Published: 13 September 2021 Publication History

Abstract

The contextual bandit paradigm provides a general framework for decision-making under uncertainty. It is theoretically well-defined and well-studied, and many personalisation use-cases can be cast as a bandit learning problem. Because this allows for the direct optimisation of utility metrics that rely on online interventions (such as click-through-rate (CTR)), this framework has become an attractive choice to practitioners. Historically, the literature on this topic has focused on a one-sided, user-focused notion of utility, overall disregarding the perspective of content providers in online marketplaces (for example, musical artists on streaming services). If not properly taken into account – recommendation systems in such environments are known to lead to unfair distributions of attention and exposure, which can directly affect the income of the providers. Recent work has shed a light on this, and there is now a growing consensus that some notion of “equity of exposure” might be preferable to implement in many recommendation use-cases.

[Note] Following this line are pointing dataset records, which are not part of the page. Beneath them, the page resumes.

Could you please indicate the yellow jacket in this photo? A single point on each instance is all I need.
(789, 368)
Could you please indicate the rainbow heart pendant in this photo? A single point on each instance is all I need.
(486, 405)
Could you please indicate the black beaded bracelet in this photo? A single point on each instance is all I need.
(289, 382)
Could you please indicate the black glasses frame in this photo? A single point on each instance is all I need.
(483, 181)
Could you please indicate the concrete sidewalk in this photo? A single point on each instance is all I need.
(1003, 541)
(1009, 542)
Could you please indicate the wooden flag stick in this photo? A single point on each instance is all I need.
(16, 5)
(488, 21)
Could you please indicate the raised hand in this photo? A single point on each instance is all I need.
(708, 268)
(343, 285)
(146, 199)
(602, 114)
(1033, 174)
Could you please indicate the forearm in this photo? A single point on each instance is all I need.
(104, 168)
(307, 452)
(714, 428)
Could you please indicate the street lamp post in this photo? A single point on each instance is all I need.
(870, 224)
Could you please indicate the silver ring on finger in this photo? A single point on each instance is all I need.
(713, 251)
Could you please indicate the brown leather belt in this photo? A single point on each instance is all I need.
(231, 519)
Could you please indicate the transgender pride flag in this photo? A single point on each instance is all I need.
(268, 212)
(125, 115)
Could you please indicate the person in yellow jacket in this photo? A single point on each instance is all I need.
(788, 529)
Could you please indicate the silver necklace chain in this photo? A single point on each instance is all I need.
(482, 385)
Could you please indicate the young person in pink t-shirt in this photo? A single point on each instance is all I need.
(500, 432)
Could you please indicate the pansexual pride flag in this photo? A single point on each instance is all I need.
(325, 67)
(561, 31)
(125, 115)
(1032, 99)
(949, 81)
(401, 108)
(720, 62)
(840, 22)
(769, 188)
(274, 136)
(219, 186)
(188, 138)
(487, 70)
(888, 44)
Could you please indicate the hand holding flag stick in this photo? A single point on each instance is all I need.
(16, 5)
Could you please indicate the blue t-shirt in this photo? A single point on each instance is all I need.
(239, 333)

We study how the top-K contextual bandit problem relates to issues of disparate exposure, and how this disparity can be minimised. The predominant approach in practice is to greedily rank the top-K items according to their estimated utility, as this is optimal according to the well-known Probability Ranking Principle. Instead, we introduce a configurable tolerance parameter that defines an acceptable decrease in utility for a maximal increase in fairness of exposure. We propose a personalised exposure-aware arm selection algorithm that handles this relevance-fairness trade-off on a user-level, as recent work suggests that users’ openness to randomisation may vary greatly over the global populace. Our model-agnostic algorithm deals with arm selection instead of utility modelling, and can therefore be implemented on top of any existing bandit system with minimal changes. We conclude with a case study on carousel personalisation in music recommendation: empirical observations highlight the effectiveness of our proposed method and show that exposure disparity can be significantly reduced with a negligible impact on user utility.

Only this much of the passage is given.